Le code du logement reconnaît l’habitat léger et lui assigne des objectifs précis. Toutefois, le ministre de l’aménagement du territoire n’a pas encore pris en compte cette question de l’habitat léger et doit donc modifier son code pour permettre la délivrance de permis, dans certains endroits précis. Tout cela sera défini… dans les prochaines années !

« Pour le moment, dit Thibault Céder, avec le code CoDT – pour Code de développement territorial – qui n’aborde pas directement la question de l’habitat léger, eh bien, on bricole. La nouvelle notion doit encore être intégrée dans les législations existantes et cela laisse parfois un grand vide. C’était prévu pour cette année… avant la crise du Covid-19 ! »

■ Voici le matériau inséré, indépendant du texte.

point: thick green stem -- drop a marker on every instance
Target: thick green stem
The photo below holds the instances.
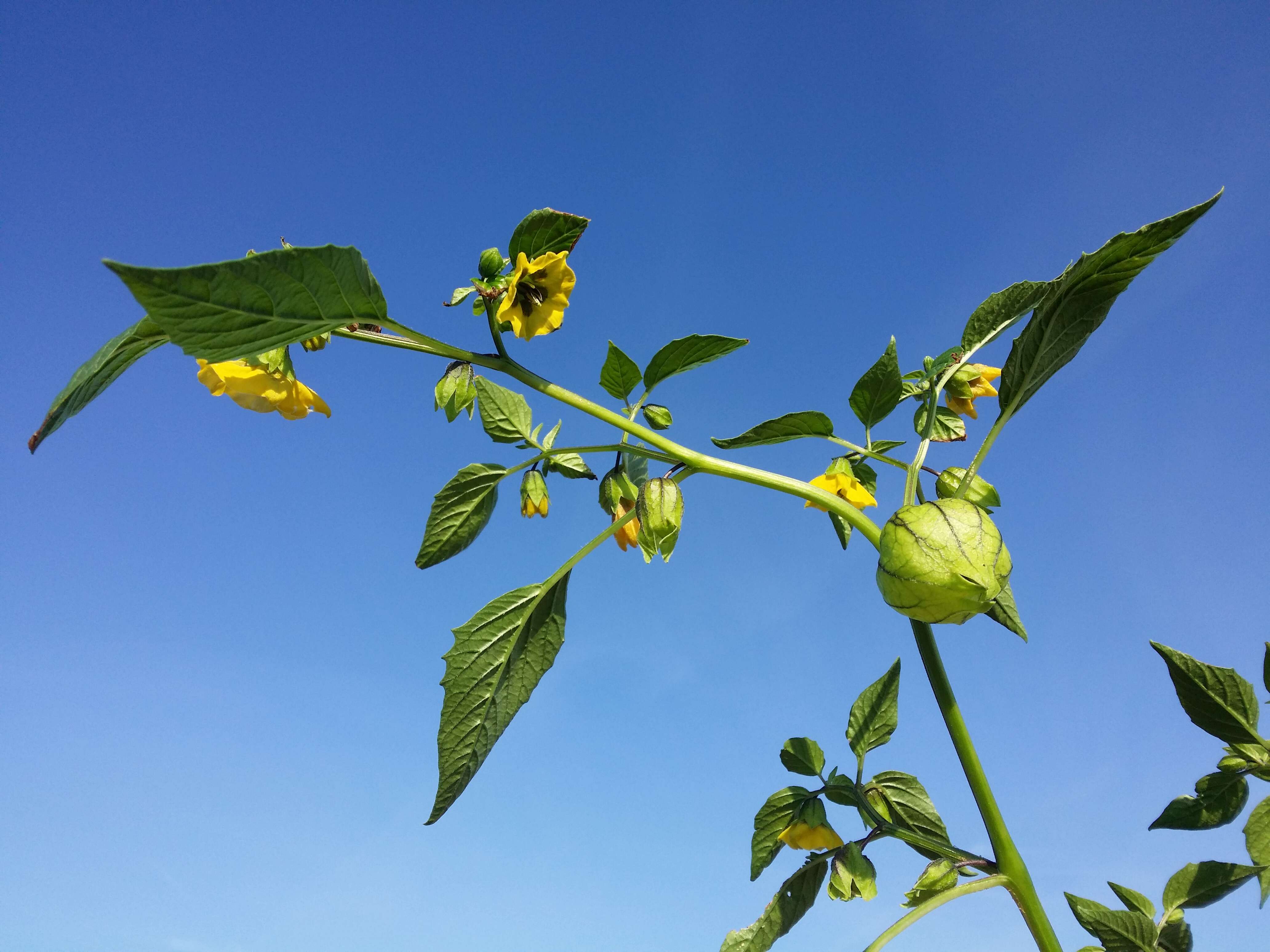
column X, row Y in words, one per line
column 935, row 903
column 1009, row 860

De nouveaux atouts entre les mains des communes

« L’habitat léger peut-il se mettre au service du logement social ? Une expérience à été tentée à Walhain, explique Thibault Céder, où il est utilisé pour des logements d’urgence : plutôt que de construire un seul logement en dur, vu les subsides disponibles, il a semblé préférable de s’orienter vers plusieurs logements légers afin de venir en aide à davantage de personnes…Toutefois, si une telle solution s’étend à des logements plus pérennes, comme les logements sociaux, surgira le problème d’appréhension du logement par l’habitant, qui reste très différente de celle d’un logement classique. Il faut être prêt à partager une philosophie nouvelle or la législation sociale ne permet pas, à l’heure actuelle, le choix du logement ; on est juste prioritaire dans une liste et, si un logement se libère, il est proposé. Être subitement appelé à vivre dans une yourte pourrait donc surprendre… Mais apprendre à bien habiter est sans doute un problème très général, du logement social notamment.

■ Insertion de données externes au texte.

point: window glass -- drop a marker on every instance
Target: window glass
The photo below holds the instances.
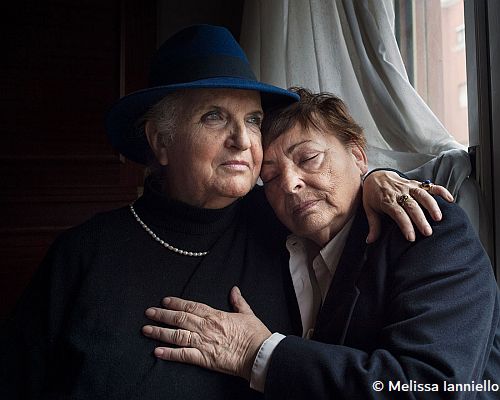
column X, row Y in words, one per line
column 431, row 37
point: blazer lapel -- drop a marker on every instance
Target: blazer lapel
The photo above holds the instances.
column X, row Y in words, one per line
column 335, row 314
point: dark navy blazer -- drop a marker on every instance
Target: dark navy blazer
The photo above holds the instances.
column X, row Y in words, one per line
column 421, row 314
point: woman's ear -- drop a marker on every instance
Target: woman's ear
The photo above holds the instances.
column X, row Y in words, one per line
column 359, row 158
column 156, row 143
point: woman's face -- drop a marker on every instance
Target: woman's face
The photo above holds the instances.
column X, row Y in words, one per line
column 313, row 181
column 216, row 153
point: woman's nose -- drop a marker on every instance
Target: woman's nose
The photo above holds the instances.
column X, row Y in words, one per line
column 239, row 137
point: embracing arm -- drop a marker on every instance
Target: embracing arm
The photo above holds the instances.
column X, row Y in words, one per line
column 440, row 318
column 381, row 190
column 438, row 325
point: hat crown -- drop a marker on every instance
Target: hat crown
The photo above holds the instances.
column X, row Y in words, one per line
column 199, row 52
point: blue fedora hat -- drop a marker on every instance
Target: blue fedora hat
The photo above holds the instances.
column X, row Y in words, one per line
column 200, row 56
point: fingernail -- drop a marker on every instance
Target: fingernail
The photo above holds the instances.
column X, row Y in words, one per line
column 158, row 351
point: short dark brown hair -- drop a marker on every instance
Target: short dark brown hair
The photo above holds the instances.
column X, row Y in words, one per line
column 323, row 111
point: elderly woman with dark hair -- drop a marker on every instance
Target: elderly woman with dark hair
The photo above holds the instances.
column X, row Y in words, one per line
column 198, row 230
column 389, row 319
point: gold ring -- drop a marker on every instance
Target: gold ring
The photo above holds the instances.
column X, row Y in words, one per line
column 403, row 199
column 426, row 185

Les communes, dans le cadre de l’habitat léger, pourraient être amenées à associer des métiers que nous connaissons bien – menuisiers, ferronniers… -, ce qui offrirait des possibilités de mise à l’emploi…

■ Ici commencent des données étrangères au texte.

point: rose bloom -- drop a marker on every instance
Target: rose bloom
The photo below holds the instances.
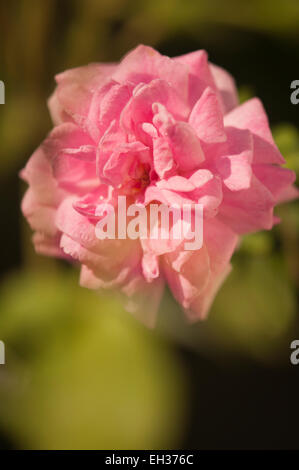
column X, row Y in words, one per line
column 157, row 130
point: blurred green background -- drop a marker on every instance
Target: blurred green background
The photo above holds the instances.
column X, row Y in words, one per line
column 80, row 372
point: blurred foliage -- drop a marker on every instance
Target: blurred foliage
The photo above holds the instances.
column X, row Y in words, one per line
column 80, row 372
column 83, row 374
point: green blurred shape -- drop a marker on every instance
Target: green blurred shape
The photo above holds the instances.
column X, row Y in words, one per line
column 253, row 314
column 286, row 136
column 81, row 373
column 255, row 310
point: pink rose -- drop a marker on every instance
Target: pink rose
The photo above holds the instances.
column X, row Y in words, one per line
column 154, row 129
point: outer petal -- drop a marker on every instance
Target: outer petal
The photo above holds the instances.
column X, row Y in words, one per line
column 80, row 82
column 143, row 64
column 248, row 210
column 195, row 276
column 206, row 118
column 252, row 116
column 227, row 87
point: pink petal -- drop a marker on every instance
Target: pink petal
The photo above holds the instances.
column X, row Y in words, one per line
column 227, row 87
column 252, row 116
column 206, row 118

« Cette question se posera immanquablement avec la crise que nous traversons, confirm Thibault Céder. Les problèmes économiques vont se multiplier et beaucoup plus de personnes, qualifiées ou non, seront en attente d’un travail. Le circuit court, qu’il s’agisse d’agriculture, de construction ou d’autre chose, sera une opportunité intéressante pour relancer l’économie locale. La volonté politique me semble réelle, au niveau de la région en tout cas, d’avancer vers l’économie circulaire. La crise sera un accélérateur pour éviter d’aller chercher ailleurs ce que nous sommes capables de faire nous-mêmes. Mais il y a un an seulement que la sensibilisation et la vulgarisation sont à l’œuvre dans les communes, auprès des agents et des mandataires, à propos de l’habitat léger… Les réponses qu’ils donnent aux questions que les citoyens se posent sont donc en cours d’élaboration, notamment avec l’aide de l’Union des Villes et Communes. Un bourgmestre ou un agent bien informés seront, à n’en pas douter, de bon conseil en la matière… »

Notes :

(1) http://www.uvcw.be/no_index/files/2587-mouvement-communal-948—mai-2020.pdf

(2) A l’origine, Airbnb est le nom d’une plateforme Internet payante de location et de réservation de logements de particuliers, créée à San Francisco, en 2008.